Haxe Roundup № 223

by Skial Bainn published on

Papers, Please back in May swept the IGF awards at GDC and on the 29th October, Papers, Please the dystopian document thrill by Lucas Pope won the GameCity 2014 Prize, adding one more award to his collection. Papers, Please is probably the most successful Haxe and NME/OpenFL powered game.

Over on the OpenFL blog, Thomas Uster is the first developer to be interviewed in a new regular series of posts. In this first Developer Spotlight, Thomas talks about Pakka Pets, an in-development pet adventure game for your phone.

Game Sauce have written Bronko Blue, the Kitten Copter: Feedback can be a lifesaver in which Katja Krone and Lars Quentmeier talk about starting Byte Combo, their indie studio based in Berlin, the problem of feature creep, encountering cross-platform issues and marketing.

And to celebrate Halloween there is now an Halloween edition of Bronko Blue, the Kitten Copter available on iTunes, Play Store and Amazon.

Fiery Squirrel have written Fluff Eaters: The Journey is the story behind how Fluff Eaters came about. Fluff Eaters has already been released to the Play Store with the iOS version still in development. The website is really well done.

There have also been a bunch of game releases this last week, in no particular order, Polaritron by Leonardo Cavaletti available for Android, PC and Linux, Farting Piggy by Alonso Villicaña for Android, Evaderon by Christopher Jon for iOS using HaxeFlixel, LVRG by Kyle Travis for Android using OpenFL, Cursed Treasure 2 by IriySoft studio for iOS using OpenFL, MU Complex by StudioCime published to Kongregate and Freefall by Tschery published to Deviant Art.

Lets move away from games now.

Pah Arif has published a video, embedded below, of a cross-platform real time debugger, which I assume will be integrated into the Haxe Studio IDE.

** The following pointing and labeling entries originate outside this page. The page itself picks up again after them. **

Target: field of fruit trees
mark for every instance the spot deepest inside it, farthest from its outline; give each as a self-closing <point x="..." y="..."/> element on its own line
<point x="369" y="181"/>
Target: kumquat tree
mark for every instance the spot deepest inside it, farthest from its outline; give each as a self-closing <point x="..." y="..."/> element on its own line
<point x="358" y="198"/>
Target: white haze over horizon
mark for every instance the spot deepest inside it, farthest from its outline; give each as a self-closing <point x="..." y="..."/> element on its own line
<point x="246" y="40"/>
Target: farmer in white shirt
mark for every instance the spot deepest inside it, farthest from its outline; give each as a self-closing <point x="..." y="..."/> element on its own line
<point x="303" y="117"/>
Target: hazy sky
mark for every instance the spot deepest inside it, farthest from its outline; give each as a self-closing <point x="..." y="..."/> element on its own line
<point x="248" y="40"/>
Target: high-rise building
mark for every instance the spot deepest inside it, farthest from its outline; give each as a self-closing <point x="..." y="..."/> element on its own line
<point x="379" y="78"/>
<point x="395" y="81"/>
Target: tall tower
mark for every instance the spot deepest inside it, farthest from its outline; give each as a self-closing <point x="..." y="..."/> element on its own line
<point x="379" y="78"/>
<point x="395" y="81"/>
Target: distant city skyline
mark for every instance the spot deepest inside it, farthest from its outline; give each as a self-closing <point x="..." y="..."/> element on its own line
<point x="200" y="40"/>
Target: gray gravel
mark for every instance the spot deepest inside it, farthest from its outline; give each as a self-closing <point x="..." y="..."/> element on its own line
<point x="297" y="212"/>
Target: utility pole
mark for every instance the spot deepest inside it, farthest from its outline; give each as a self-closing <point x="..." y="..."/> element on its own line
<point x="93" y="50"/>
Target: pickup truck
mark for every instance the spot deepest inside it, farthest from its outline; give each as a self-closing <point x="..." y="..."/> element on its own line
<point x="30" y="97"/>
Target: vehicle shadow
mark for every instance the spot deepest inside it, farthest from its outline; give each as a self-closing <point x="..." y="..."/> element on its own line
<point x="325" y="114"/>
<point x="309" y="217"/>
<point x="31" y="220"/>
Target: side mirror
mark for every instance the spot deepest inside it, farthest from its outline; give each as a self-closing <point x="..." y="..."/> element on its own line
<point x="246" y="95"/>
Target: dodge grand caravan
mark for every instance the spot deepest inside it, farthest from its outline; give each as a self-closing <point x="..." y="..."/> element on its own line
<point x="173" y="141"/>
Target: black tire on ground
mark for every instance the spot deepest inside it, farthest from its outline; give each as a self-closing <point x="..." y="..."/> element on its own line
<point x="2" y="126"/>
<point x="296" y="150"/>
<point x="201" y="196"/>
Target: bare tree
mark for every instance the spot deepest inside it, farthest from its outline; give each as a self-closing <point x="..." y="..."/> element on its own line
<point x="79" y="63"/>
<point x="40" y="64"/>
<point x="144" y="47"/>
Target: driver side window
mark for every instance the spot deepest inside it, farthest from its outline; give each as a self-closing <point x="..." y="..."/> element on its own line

DConsole, a “Haxe game-like console that provides runtime access to methods, variables and more” supporting the Flash, Neko and CPP targets through OpenFL, has recently had HTML5 support added by using jquery-terminal implemented by TiagoLr.

Ian Harrigan has added the ability to save and share Haxe UI layouts from the Haxe UI builders page. It was primarily designed to explain bugs.

Ian has also added the ability for you to embed Haxe UI's version information by using Toolkit.versionInfo which uses macros under the hood. The format is identical to what you would find in any haxelib.json file.

Eiyeron Fulmincendii has posted to Snõwkit Square: Effect Bonuses, covering what's changed since his last post to Snõwkit.

Tilman Schmidt has published his isometric water demo which I've mentioned a few times. He has also released a .ply file importer and exporter for Luxe engine.

Nico has also been experimenting with Snõwkit, creating Luxe Mesh which is capable of creating swans.

social swan
Luxe Mesh Swan by @nico_m__

Switching back to OpenFL for a second, Nick Grebenshikov has added another example to his list of OpenFL-SnapSVG examples. This time he has added a Stablex UI demo.

Michel Käser has written an example which shows you how to use his RetryHandler class.

Alexander Kuzmenko has written a proof of concept library that allows for null safety using the power of macro's.

John Dimi has created CDCrush. He created it because he wanted to save hard drive space where he kept CD images of Playstation and PCEngine games. These images contain uncompressed audio, so by using todays audio codecs he is able to get 400+MB images down to 40MB. John is using Haxe to compile to NodeJS.

Jeff Ward has released WootMath, a “new hands on approach to teaching fractions”. Jeff used Haxe to compile libraries into swc files, which then got compiled to Air so they can reach Mobile and Web/Chromebook platforms. Haxe provided faster compile times, fast execution speeds for intensive routines and more.

And lets finish this weeks roundup off with a demo of asset reloading in OpenFL by Yura Zatsepin.